While this study has significant strengths related to the recruitment of psychological healthy offspring of parents with SCID confirmed PD, limitations should be acknowledged. First, the sample size is relatively small and we may not have had sufficient power to detect other differences in facial affect recognition or anxiety ratings while viewing negative valence faces. Second, families were recruited via advertisement and therefore self-selected themselves into the study, limiting generalizability of findings. Third, this study is cross-sectional and we cannot confirm that deficits in facial recognition predict risk for onset of pathological anxiety.
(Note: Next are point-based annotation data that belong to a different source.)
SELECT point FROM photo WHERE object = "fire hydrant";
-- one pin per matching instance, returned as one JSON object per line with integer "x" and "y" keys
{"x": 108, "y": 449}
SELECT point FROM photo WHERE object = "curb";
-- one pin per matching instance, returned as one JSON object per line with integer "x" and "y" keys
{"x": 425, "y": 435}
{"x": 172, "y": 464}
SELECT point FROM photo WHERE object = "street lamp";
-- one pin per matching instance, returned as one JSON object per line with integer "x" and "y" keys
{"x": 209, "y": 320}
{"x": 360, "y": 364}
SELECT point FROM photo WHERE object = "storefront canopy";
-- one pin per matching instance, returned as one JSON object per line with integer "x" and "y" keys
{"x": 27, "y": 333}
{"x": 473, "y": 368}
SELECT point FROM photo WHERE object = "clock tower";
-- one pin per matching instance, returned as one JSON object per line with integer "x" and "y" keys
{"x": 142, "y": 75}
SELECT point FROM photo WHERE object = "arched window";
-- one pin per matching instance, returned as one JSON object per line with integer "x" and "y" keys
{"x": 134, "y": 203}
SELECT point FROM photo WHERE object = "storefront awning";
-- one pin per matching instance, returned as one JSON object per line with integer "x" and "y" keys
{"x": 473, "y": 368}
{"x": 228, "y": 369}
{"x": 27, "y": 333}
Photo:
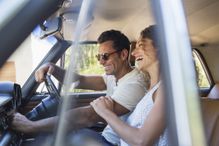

Longitudinal studies are needed to determine whether deficits are more common in HR offspring who eventually develop symptoms of anxiety versus those who do not. Fourth, while failure to identify facial expressions correctly is believed to serve as a risk marker for social maladjustment, we did not examine whether performance on the facial recognition task correlates with impaired social interactions. Given that onset of PD has been linked with interpersonal stressors [
83] and that many anxiety disordered patients report relational difficulties [
84], further work should investigate whether impaired performance on facial cognitive tasks in HR children correlates with problematic processing of social cues in real life social interactions. Fifth, the age range of our sample was relatively broad and it is possible that developmental differences in face-emotion processing influenced outcome. However, as the correlation coefficients between age and number of facial recognition errors were small, it is unlikely that age was a significant predictor of response to the facial recognition task. Another study limitation is that our HR group comprised predominately Caucasian children and high- and low-risk children were not matched on ethnicity. A more ethnically diverse sample may have yielded different results. Finally, we used standard pictures of facial affect of Caucasian posers. It is possible that low intensity emotional expressions, morphed facial expressions and faces from different ethnicities would reveal more subtle differences between risk groups.